Russia Currency Guide: The Rise of the Russian Ruble
Spanning parts of Asia and Europe, Russia is larger in land size than any country in the world. Once an economically troubled communist state and member of the Soviet Union, Russia is now one of the world’s biggest economies. Privatization has spurred a phenomenal growth and made Russia one of the star emerging economies. It’s no coincidence that its capital, Moscow is associated with extravagant spending. More billionaires reside there than other city in the world. One of the outstanding results of Russia’s fast growth, has been the rising popularity of its monetary unit, the ruble, among those who trade currency.
Created sometime in the middle ages, the ruble or rouble has been redonominated many times, most recently being revalued in 1998. Some ruble coins were originally made from pure gold. During the 18th century, coins such as the half a kopek as well as the single kopek were copper. Other coins ranging in value from between five and fifty kopeks were once silver. New methods of creating Russian coins are in use today, however and Russian coins are now made of a blend of different metals. The Russian ruble breaks down into exactly 100 kopeks. Kopeks exist in denominations of one, five, fifty and ten.
Of course, since the last redenomination of the ruble in 1998 during which a new ruble valued at 1,000 old rubles was released, the Russian economy has changed exponentially. Today, Russia has a massive and prosperous petroleum industry. They produce more oil than any other county in the world subsequently, but the ruble is also heavily associated with an assortment of other high quality commodities such as precious metals.

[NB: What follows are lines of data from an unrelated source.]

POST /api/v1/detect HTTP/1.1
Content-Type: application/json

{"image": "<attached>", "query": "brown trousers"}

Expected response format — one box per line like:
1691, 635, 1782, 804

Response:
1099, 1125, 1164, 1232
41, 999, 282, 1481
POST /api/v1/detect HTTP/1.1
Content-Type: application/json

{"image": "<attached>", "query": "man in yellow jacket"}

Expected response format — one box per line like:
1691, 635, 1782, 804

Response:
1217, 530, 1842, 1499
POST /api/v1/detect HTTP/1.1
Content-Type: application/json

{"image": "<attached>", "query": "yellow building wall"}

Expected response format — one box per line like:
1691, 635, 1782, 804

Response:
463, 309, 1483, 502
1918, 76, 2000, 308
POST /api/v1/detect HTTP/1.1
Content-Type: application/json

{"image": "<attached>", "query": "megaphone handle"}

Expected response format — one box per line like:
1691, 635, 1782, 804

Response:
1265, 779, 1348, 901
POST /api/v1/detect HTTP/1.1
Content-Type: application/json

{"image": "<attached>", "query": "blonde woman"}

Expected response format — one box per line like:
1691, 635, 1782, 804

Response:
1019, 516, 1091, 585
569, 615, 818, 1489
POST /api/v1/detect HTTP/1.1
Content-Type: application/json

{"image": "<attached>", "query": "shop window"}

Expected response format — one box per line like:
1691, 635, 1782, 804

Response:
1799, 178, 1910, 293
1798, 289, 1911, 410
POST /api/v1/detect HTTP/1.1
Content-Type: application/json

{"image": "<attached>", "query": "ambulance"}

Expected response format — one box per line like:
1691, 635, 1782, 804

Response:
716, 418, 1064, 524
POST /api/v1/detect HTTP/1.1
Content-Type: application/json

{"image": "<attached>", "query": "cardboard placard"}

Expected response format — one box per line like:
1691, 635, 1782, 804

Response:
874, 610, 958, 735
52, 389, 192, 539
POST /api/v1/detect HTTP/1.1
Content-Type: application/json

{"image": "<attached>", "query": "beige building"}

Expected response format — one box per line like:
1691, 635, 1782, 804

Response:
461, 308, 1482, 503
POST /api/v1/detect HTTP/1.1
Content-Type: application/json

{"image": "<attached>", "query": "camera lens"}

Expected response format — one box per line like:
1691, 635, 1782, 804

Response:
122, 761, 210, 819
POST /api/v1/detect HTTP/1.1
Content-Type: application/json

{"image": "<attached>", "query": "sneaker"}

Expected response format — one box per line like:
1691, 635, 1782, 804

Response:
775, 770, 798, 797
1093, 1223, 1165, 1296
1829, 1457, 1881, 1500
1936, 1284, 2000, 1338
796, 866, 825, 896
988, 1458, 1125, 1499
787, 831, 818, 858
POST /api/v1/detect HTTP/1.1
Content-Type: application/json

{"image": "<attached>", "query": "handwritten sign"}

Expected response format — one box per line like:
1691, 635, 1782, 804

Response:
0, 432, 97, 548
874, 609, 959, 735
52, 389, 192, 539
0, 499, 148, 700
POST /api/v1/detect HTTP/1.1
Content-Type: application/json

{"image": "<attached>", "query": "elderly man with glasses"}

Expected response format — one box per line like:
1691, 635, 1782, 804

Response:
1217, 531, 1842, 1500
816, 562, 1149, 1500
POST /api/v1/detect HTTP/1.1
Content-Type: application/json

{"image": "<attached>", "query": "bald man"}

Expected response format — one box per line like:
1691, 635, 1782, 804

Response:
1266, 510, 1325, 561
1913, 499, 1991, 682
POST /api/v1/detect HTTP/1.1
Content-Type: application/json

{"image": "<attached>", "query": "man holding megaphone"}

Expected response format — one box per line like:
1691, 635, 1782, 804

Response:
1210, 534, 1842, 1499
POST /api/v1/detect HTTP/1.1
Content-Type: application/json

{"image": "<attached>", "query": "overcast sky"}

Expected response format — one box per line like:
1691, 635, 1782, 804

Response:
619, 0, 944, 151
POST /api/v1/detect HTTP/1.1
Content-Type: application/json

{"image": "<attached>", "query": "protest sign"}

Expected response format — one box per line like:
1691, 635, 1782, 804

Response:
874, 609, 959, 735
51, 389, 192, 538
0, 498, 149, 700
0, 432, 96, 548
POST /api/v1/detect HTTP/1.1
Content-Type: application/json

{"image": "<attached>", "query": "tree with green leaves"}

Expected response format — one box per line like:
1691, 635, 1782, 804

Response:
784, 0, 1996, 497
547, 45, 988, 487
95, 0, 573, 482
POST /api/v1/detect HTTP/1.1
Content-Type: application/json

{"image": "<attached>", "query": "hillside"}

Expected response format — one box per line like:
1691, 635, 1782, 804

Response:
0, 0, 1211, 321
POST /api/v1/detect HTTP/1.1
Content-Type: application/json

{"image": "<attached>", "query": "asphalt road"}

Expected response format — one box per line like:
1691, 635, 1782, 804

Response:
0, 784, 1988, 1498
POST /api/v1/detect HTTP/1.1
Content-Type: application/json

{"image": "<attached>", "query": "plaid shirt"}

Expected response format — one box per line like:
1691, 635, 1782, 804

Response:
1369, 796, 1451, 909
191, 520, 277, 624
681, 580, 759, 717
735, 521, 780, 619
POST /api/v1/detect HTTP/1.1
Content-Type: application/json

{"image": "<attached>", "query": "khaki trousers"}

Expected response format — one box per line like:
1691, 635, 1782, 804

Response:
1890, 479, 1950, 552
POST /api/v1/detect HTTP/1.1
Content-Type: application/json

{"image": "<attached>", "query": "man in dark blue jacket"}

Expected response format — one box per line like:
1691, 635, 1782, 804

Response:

Using futures as a conduit, the ruble is currently being traded with more frequency than the also popular Brazilian real. As Russia’s banks become less interventionist regarding fluctuations in the ruble, the volatility is attracting skilled FOREX traders who know how to financially benefit from these wide swings.
Leading portfolio managers predict that there will be greater trading volume in the ruble by the end of 2012 due to more relaxed policies from Russia’s central bank towards foreign investors.
Now a member of the World Trade organization, Russia is drawing more foreign investment and many economists say its economically stronger than many members of the European Union. The Russian government has very ambitious goals and according to a recent article in the Chinese business news publication Xinhuanet, forecasts that in the next two to thee years, the Russian economy will be one of the top five in the world. Better yet, its ample energy reserves and the world’s rising demand for them almost ensure that the ruble will continue to perform well for those who trade foreign currency.